Material/Methods: Forty patients aged 40–70 years with stable coronary artery disease were randomly allocated to two groups: remifentanil was used in 20 patients (group I) and fentanyl was used in 20 patients (group II). Induction of anesthesia was performed with remifentanil infusion (0.5 µg/kg/min) or a bolus dose of fentanyl (5 µg/kg) followed by a bolus of etomidate and pancuronium. Maintenance of anesthesia was provided by isoflurane and infusion of the study opioid, with the rate adjusted according to systolic blood pressure values. Hemodynamic parameters were registered before and after the induction of anesthesia, skin incision, sternotomy, aortic cannulation, termination of cardiopulmonary bypass, chest closure, and skin closure.
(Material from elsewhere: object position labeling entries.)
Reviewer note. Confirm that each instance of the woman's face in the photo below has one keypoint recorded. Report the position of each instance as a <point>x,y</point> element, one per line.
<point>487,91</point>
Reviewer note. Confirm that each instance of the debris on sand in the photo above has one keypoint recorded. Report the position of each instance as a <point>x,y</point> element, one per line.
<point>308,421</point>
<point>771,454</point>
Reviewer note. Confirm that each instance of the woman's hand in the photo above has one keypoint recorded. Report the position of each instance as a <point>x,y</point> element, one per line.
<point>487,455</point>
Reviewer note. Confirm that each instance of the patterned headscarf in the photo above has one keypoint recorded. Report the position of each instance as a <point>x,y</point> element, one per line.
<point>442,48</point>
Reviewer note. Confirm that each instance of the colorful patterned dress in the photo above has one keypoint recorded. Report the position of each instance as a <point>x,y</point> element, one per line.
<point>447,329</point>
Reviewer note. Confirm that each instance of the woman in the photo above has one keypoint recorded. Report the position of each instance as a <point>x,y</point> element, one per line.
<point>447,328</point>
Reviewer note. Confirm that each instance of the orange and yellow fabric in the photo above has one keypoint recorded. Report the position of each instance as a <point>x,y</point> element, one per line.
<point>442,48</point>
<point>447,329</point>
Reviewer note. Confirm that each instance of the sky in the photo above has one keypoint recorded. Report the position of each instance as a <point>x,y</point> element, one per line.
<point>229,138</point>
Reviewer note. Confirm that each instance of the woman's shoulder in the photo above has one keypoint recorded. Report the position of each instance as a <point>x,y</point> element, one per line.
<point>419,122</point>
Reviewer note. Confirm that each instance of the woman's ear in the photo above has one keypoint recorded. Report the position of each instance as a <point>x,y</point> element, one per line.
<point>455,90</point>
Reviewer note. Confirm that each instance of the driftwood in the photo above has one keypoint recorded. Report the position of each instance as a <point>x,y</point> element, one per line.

Results: Heart rate and mean arterial pressure values were significantly lower in the remifentanil group, while systemic vascular resistance was higher in the fentanyl group in the measurements taken before the initiation of cardiopulmonary bypass. No differences were found between groups in the values of mean pulmonary pressure, pulmonary artery wedge pressure and transpulmonary pressure gradient, central venous pressure, and cardiac index.
Conclusions:Remifentanil is safe during inhalation anesthesia for coronary artery surgery and it appears to be more effective than fentanyl in blunting hemodynamic response before the initiation of cardiopulmonary bypass surgery.